Suggestions of the committee in detail

  • Streaming for students
  • It suggests concrete steps to ensure a mindset change, such as having a separate stream for vocational education (in secondary education), creating vocational schools and vocational colleges for upward mobility, and having a Central university to award degrees and diplomas
  • A global alignment
    • The second recurring theme is the realisation of human potential
    • This means aligning the courses to international requirements, ensuring a basic foundation in the 3Rs, and life-long learning
    • It implies national standards for an in-demand skill set with national/global mobility that translates into better jobs
  • Accountability The third theme is to do what is right when no one is watching you, because, as in other industries, the regulator has displayed a limited capacity to regulate.

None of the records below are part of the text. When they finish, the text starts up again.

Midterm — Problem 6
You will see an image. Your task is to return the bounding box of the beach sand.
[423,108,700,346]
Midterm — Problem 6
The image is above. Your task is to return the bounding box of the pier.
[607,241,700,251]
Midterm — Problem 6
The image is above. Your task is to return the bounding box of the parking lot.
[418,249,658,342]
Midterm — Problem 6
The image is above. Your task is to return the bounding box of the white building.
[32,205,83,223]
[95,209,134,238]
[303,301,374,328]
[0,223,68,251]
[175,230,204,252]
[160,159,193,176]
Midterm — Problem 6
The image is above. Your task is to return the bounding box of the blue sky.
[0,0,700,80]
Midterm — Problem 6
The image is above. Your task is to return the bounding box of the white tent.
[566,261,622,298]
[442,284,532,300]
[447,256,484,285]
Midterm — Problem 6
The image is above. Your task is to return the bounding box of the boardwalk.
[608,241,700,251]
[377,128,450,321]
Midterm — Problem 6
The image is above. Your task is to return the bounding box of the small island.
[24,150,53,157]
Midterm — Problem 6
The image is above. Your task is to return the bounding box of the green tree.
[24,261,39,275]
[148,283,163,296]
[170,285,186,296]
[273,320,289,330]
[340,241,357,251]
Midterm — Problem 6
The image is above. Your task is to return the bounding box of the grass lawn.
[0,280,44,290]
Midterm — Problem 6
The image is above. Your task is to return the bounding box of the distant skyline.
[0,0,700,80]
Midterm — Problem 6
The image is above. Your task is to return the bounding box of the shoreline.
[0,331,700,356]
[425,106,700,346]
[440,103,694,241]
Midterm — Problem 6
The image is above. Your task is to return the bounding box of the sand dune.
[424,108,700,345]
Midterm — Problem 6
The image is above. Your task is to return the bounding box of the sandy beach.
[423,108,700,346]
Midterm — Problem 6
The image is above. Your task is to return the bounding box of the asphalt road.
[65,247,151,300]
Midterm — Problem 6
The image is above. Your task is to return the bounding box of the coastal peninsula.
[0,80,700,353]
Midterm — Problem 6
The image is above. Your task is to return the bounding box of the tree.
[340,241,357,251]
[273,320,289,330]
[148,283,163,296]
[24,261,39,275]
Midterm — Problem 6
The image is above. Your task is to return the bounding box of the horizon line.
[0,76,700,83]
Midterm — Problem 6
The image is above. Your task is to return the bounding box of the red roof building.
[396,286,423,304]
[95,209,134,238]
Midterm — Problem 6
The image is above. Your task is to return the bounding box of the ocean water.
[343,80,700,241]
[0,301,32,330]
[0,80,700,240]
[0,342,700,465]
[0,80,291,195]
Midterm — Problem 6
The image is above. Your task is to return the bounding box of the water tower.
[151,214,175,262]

Cases of a conflict of interests, of rigged assessments and of training happening only on paper are not new.

Policy measures needed

Unification of the entire VET system:

  • An NSDC-centric focus has left the skill development efforts of 17 ministries out of the same scrutiny.
  • ‘Skill India’ can have an impact only when all of them work together and learn from each other
  • SSCs, which are supposedly industry representatives, should be engaging themselves with each pillar of the system, and not just NSDC-funded VTPs 

To enhance employer ownership, responsibility 

Only 36% of India’s organised sector firms conduct in-firm training (mostly large ones, which are also the only ones that take on apprentices under a Government of India Act)

Committee’s recommendation: reimbursable industry contribution model

  • It could ensure reimbursements for those companies undertaking training while rewarding industry for sharing and undertaking skilling until everyone in the company is skilled
  • This will lay the foundation for making at least our organised workforce 100% skilled.

Question raised

Does the government, which is not generating much employment in the public sector, really know what industry’s skill requirements are in the private sector?

Government should try to gather data

Private employers do know industry’s skill requirements but there has been no serious effort by them to gather data

Regular surveys for policy making  

  • One such role is to have surveys, once every five years, through the National Sample Survey Office, to collect data on skill providers and skill gaps by sector
  • Such data can guide evidence-based policy-making, as against the current approach of shooting in the dark.

Value addition should be measured

NSDC: The NSDC, which was envisioned as a public-private partnership, receives 99% of its funding from government, but its flagship scheme has a less than 12% record of placement for trainees

NSQF: The NSQF framework has seen little adoption in private sector. And, more than two-thirds of courses developed have not trained even one student so far.

Conclusion

India can surely become the world’s skill capital but not with what it is doing right now. The reforms suggested by the committee can be a good starting point for we cannot let another generation lose its dreams.